The catch is that second word — “stage.” The rules assume development runs in clean phases: research, then build, then maintain. Software built iteratively blurs all three — a single sprint can mix discovery, building, and rework. So the real skill in software capex isn’t reciting the standard; it’s mapping it onto work that doesn’t line up with it. For that practical mapping, see capitalizing costs in Agile; for the plain-language primer, what software capitalization is.
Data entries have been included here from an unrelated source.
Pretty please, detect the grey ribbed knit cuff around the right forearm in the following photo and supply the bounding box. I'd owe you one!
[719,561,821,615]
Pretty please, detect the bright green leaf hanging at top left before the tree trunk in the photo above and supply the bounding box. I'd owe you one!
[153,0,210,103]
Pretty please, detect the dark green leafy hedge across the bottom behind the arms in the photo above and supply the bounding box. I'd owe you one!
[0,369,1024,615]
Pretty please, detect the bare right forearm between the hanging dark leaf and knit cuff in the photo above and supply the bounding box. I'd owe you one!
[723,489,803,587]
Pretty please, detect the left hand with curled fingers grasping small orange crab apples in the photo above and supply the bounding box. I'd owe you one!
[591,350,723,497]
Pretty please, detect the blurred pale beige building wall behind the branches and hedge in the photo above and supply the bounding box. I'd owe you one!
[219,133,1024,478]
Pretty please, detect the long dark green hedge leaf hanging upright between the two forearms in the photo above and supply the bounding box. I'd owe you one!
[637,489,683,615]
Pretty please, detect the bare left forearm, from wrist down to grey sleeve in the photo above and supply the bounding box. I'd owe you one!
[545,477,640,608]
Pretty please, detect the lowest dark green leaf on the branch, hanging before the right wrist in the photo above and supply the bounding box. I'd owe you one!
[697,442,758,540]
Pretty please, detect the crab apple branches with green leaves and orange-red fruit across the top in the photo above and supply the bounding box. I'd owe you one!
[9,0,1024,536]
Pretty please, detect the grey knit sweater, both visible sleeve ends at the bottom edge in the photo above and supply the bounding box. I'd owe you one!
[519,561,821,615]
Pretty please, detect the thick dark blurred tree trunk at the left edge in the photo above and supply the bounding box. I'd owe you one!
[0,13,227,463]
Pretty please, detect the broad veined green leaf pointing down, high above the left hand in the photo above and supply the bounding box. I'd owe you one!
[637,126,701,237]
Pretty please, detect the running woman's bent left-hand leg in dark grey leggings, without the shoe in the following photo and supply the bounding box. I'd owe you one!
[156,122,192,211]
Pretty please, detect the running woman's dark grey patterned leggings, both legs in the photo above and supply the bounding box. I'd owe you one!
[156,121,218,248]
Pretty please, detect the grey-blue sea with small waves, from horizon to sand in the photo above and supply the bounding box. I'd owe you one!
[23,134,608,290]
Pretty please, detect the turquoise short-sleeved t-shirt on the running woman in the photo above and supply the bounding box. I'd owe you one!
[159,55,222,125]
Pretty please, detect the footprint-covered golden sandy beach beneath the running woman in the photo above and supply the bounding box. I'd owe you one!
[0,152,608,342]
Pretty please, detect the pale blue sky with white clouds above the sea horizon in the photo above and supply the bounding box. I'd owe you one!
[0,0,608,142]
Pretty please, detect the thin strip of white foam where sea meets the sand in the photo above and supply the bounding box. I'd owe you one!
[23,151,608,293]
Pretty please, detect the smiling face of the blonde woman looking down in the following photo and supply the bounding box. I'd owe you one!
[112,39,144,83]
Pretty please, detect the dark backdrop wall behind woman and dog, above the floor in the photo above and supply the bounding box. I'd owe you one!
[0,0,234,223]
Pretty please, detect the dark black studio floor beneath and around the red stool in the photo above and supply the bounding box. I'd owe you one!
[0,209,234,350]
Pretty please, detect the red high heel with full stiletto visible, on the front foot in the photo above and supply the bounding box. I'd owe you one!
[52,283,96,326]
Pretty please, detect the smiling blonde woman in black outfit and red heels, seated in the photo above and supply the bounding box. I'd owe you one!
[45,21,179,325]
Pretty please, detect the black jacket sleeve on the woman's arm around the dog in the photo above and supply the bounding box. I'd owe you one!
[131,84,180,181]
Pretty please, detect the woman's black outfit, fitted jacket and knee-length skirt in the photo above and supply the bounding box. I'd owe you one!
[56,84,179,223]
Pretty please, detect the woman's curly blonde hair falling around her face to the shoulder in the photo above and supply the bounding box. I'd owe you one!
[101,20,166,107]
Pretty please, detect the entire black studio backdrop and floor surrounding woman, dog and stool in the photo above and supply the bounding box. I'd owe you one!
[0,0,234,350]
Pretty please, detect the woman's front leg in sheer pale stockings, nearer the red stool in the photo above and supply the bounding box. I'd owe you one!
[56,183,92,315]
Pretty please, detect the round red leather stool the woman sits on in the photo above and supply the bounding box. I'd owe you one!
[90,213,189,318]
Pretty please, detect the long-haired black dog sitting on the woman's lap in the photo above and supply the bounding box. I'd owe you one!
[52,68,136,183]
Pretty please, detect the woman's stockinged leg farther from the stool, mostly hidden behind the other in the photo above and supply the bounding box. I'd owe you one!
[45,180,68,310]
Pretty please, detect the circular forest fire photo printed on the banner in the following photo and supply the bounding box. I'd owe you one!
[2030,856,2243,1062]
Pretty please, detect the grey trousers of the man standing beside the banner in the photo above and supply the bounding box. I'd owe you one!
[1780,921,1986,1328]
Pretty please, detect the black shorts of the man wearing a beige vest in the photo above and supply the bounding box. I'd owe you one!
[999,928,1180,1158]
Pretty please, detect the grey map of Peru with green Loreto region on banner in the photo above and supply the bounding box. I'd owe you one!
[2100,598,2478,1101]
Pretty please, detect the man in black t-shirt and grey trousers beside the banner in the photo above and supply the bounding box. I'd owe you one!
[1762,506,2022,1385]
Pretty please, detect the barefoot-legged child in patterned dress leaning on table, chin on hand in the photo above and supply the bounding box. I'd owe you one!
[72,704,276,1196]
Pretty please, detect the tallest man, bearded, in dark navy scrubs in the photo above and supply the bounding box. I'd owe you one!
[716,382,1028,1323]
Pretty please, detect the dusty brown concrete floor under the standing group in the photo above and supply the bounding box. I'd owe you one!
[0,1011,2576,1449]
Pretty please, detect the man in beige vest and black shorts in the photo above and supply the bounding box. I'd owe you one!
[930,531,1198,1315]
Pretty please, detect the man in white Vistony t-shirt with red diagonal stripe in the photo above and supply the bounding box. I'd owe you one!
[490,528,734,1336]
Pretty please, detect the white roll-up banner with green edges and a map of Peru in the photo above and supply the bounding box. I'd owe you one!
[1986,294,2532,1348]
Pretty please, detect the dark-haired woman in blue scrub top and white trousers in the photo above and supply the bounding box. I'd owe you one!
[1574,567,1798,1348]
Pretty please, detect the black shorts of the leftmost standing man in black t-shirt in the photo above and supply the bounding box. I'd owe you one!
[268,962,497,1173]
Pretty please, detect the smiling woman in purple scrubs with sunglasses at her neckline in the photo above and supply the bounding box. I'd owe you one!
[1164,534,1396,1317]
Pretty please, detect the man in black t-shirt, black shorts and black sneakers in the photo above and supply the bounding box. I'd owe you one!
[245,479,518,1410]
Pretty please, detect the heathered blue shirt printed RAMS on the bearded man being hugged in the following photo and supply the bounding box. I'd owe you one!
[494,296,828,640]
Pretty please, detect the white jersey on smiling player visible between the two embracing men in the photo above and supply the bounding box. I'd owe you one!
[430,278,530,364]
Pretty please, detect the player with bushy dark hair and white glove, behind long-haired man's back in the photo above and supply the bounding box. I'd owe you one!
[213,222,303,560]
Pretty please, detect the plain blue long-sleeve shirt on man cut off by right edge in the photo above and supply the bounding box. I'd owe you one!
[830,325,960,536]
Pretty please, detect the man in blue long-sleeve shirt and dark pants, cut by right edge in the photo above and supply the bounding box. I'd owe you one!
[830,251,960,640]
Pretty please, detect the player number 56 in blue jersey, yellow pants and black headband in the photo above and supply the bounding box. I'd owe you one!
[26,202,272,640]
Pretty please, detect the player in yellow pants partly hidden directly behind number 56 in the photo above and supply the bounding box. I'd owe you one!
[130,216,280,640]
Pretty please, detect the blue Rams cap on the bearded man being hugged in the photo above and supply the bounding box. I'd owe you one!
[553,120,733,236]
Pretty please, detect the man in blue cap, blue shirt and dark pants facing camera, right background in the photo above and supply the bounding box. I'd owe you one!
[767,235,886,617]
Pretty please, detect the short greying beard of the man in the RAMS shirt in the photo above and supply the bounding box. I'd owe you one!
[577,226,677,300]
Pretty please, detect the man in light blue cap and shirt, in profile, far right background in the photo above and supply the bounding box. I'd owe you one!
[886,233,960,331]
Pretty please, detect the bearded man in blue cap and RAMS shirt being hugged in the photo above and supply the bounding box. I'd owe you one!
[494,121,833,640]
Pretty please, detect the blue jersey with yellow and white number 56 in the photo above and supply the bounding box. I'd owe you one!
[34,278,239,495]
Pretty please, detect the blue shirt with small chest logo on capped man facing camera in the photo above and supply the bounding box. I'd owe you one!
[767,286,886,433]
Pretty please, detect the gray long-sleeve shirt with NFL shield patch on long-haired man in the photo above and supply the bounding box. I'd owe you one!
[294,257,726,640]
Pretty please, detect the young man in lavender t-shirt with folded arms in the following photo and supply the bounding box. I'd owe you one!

The sections below cover each type of software you might build — they’re the working reference. For the standard-by-standard definitions, see the glossary.
Software to be sold
Software that is developed or purchased to be sold, leased, or marketed — separately or as part of another product.
Technological feasibility
Technological feasibility is the dividing line for software you intend to sell. All costs of developing the software before technological feasibility is established are research and development costs, and are expensed as incurred.
Under ASC 985-20, technological feasibility is established once the entity has completed the planning, designing, coding, and testing activities needed to establish that the product can be produced to meet its design specifications — evidenced in one of two ways:
- Detailed program design — a complete detailed program design exists, has been traced to the product specifications, and the high-risk development issues have been resolved through coding and testing; or
- Working model — where no detailed program design is prepared, a completed working model has been finished and confirmed, through testing, to be consistent with the product design.
Production and post-production costs
Costs to produce software incurred after technological feasibility is established are capitalized, including coding and testing costs.
Internal-use software
Internally developed or acquired software used solely to meet an entity’s internal needs, without a substantive plan to market it externally. Treatment follows ASC 350-40, which divides the work into three stages.
Preliminary project stage
Assessment of needs, evaluation of alternatives, and planning. These activities resemble research and are expensed as incurred.
Application development stage
Capitalization begins once the preliminary project stage is complete, management commits to funding the project, and it is probable the project will be completed and used as intended. In this stage you capitalize the costs that directly relate to developing or obtaining the software — coding, testing, configuration, interface development, and the cost of software used to convert old data. Data conversion itself, training, and general overhead remain expensed.
Post-implementation / operation stage
Maintenance and operating costs once the software is live are expensed as incurred. Later upgrades and enhancements are capitalized only when they add functionality.
Software as a service
Software used to provide a service, rather than being sold, leased, or marketed.
SaaS provider or vendor
The costs to develop the software used in a SaaS contract are accounted for as internal-use software.
SaaS consumer or customer
If the customer does not have the right to take possession of the software, it accounts for the contract as a service contract rather than a contract to purchase or license software. The related implementation costs (configuration and customization) still follow the ASC 350-40 internal-use model — capitalize the application-development-stage work, and expense the preliminary and post-implementation work.
Other software-related costs
Website development costs
Website costs follow ASC 350-50, which mirrors the internal-use stages: the planning stage is expensed; developing the website application and infrastructure — and most graphics — is capitalized; and operating the site once launched (routine content updates and maintenance) is expensed. Content development is judged on the purpose of the activity.
Business process reengineering
Costs of the reengineering process itself are generally expensed as incurred, regardless of whether they are provided by a third party or internally. (More on the standard behind this in ASC 720-45.)
Research and development software
If purchased software has a future alternative use beyond the original R&D project, it can be capitalized based on the project phase; otherwise it is expensed as research and development. (Internal-use R&D software may also qualify for R&D tax credits.)
The accounting guidance behind this
This guide summarizes FASB Accounting Standards Codification guidance for software development costs:
- ASC 350-40 — Intangibles–Goodwill and Other: Internal-Use Software
- ASC 985-20 — Software: Costs of Software to Be Sold, Leased, or Marketed
- ASC 730 — Research and Development
- ASC 720-45 — Other Expenses: Business and Technology Reengineering
- ASC 350-50 — Website Development Costs
Each links to its plain-English glossary entry.